REASON WITHOUT TRUTH
Modern rationalism fully bloomed in the 1600s with Descartes who said, “I think, therefore I am”, Spinoza, and Leibniz. This line of thought led to liberalism and the bloody French Revolution of the late 1700s. It was a revolution against the authority of kings but also against the Catholic Church. While Martin Luther and others protested against the Catholic Church in the 1500s for spiritual reform, the French revolution was different. Very different! The French Revolution went as far as trying to de-Christianize the world with guillotines.
At the core was a belief in human reason versus Christ. The rationalists avoid thinking about the pitiful inability of the human mind to reason to truth. They refuse to think about the fact that reason without truth consists of making up stuff and calling the made-up stuff “true.” Of course, the Church has always been subject to putting human reasoning over divine revelation. Notice the warnings against false prophets in the Old Testament along with the promise that God would speak to them if they would stand in His presence.
And the conservatives who opposed the liberals weren’t looking to press onward with Christ. They just wanted slow or no change.
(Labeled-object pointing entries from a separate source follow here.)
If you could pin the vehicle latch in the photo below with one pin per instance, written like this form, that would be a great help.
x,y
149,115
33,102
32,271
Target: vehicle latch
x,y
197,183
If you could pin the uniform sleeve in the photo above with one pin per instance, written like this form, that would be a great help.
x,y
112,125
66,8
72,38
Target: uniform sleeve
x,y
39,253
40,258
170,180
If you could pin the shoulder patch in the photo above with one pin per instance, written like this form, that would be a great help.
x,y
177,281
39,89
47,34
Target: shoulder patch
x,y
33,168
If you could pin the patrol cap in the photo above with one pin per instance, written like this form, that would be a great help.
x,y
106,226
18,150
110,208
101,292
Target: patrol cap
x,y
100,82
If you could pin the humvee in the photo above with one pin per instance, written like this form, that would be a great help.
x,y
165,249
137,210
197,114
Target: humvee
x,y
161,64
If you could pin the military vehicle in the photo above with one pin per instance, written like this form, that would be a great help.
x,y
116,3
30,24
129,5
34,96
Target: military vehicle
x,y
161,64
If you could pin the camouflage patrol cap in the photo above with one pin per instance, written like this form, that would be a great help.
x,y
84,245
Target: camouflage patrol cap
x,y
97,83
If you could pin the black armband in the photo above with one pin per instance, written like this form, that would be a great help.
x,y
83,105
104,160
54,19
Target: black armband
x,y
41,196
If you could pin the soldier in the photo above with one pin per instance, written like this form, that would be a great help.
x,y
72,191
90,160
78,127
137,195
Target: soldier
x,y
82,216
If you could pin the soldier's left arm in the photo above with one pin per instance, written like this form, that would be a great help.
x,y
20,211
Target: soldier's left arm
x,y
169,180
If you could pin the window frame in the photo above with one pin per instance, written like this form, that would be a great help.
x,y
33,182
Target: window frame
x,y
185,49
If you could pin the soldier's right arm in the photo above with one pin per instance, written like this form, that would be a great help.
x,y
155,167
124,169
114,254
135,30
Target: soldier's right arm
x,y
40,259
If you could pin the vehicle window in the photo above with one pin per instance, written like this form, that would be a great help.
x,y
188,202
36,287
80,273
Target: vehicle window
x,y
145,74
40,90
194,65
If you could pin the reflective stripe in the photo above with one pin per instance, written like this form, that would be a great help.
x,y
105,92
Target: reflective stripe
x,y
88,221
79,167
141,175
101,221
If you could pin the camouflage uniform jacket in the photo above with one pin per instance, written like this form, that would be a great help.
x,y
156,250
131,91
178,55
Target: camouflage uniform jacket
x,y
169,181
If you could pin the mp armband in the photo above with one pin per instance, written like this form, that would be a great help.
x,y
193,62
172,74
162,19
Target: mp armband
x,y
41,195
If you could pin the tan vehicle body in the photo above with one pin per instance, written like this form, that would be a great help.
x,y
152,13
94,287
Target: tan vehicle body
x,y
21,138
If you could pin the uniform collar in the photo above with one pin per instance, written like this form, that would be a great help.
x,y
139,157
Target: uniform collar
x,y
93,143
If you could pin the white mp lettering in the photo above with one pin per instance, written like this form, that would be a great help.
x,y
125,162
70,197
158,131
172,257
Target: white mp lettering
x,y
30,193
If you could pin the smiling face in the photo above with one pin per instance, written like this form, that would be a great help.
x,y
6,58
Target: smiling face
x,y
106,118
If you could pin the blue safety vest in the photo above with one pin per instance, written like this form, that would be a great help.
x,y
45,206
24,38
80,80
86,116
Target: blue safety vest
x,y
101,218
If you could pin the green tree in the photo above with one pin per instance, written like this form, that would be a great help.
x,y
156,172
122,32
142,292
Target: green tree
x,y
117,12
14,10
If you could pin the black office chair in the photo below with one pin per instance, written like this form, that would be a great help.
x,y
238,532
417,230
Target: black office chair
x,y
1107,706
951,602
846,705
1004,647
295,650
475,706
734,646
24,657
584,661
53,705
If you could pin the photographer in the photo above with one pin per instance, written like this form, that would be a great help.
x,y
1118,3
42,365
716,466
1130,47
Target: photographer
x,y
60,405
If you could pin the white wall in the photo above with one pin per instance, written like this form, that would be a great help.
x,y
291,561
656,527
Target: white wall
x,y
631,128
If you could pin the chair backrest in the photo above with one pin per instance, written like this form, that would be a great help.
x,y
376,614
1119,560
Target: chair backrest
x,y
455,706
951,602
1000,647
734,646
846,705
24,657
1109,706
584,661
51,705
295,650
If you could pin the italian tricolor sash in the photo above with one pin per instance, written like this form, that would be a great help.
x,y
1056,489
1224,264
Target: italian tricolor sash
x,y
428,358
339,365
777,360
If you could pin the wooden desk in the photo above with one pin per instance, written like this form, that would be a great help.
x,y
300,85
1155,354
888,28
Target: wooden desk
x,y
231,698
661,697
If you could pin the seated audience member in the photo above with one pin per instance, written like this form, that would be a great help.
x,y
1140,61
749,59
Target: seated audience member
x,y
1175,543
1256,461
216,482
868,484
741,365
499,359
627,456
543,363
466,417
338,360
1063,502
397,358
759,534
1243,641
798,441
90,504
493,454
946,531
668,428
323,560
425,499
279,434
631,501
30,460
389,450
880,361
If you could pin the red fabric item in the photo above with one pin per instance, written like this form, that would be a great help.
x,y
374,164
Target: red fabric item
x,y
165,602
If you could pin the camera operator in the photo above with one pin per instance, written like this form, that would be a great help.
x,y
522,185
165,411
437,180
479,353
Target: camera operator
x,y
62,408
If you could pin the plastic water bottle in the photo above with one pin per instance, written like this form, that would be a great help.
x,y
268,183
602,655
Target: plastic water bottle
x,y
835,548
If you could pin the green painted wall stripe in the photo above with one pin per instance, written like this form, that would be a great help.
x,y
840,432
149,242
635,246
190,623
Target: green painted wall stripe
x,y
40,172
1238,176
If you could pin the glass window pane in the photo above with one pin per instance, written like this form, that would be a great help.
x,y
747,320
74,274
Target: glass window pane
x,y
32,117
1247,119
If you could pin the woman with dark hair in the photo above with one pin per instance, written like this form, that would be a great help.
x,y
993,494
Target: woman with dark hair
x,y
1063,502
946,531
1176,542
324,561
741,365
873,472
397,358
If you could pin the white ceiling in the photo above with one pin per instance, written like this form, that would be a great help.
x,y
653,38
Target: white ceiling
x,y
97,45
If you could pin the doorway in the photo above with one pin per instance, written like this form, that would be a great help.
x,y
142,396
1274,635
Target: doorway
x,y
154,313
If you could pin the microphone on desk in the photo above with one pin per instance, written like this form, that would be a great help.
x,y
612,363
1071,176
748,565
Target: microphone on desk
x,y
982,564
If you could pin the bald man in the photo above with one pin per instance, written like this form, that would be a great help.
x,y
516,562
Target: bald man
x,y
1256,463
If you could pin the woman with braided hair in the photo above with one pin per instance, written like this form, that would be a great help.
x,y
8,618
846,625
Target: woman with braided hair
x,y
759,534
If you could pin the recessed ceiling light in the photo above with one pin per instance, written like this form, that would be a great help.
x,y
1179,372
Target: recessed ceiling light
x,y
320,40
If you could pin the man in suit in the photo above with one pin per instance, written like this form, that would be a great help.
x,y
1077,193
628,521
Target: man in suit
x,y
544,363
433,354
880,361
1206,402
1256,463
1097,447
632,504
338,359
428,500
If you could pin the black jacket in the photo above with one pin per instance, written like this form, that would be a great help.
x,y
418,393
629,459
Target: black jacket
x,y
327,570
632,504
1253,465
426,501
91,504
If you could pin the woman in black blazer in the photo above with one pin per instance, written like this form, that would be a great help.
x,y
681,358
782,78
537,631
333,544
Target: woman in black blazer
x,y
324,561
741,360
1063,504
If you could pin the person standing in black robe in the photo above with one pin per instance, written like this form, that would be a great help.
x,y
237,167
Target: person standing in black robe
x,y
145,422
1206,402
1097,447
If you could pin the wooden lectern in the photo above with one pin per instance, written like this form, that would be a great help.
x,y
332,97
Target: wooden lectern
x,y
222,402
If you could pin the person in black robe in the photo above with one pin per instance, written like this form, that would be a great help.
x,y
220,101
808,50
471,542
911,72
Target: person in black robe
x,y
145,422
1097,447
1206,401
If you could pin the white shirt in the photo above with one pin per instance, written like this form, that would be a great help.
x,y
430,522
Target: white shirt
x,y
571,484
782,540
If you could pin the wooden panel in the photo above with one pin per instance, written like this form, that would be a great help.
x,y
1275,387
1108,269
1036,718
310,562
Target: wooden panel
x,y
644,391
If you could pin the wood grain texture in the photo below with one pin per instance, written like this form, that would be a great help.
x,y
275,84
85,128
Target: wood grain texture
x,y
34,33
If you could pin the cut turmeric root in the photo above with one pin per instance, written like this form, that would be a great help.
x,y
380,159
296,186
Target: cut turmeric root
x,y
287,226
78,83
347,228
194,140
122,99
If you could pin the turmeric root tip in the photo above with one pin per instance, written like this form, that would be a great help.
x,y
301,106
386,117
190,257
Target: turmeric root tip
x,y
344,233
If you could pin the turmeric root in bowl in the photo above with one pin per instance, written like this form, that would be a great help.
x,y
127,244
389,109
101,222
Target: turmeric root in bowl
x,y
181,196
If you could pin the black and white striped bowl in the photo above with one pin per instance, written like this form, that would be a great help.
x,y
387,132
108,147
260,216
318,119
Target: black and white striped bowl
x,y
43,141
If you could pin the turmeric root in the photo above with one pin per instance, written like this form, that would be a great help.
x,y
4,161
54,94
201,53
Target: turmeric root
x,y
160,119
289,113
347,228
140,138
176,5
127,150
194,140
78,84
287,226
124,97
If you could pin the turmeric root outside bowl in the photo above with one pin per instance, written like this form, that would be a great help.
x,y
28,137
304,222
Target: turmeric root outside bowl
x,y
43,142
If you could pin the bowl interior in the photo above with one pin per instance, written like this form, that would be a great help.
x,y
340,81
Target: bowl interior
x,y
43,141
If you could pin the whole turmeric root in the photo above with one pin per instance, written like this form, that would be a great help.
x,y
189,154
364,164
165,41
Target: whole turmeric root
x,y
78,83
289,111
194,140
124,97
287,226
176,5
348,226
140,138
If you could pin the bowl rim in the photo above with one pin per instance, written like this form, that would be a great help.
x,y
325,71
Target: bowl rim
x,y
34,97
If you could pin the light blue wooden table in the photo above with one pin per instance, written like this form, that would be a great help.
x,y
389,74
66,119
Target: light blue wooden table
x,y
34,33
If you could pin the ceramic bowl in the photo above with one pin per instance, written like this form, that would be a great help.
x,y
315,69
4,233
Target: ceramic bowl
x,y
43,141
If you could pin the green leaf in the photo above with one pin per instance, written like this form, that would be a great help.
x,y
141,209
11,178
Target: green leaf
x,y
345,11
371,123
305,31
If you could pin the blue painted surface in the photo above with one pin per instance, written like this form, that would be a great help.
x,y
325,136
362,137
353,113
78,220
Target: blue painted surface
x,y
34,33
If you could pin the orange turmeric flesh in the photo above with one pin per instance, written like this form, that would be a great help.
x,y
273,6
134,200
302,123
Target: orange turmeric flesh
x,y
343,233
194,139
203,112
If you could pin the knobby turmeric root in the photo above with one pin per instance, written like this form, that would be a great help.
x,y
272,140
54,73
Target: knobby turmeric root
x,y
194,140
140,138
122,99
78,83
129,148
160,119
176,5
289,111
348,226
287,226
In 1789, during the early stages of the French Revolution, the Estates-General met to debate the future of France. Delegates had to choose sides—not just figuratively, but physically—on where to sit in the assembly hall. On the right sat the conservatives. The liberal radicals and revolutionaries sat on the left. This division was so clear and symbolic that newspapers and politicians started using “left” and “right” as shorthand for political leanings — and it stuck!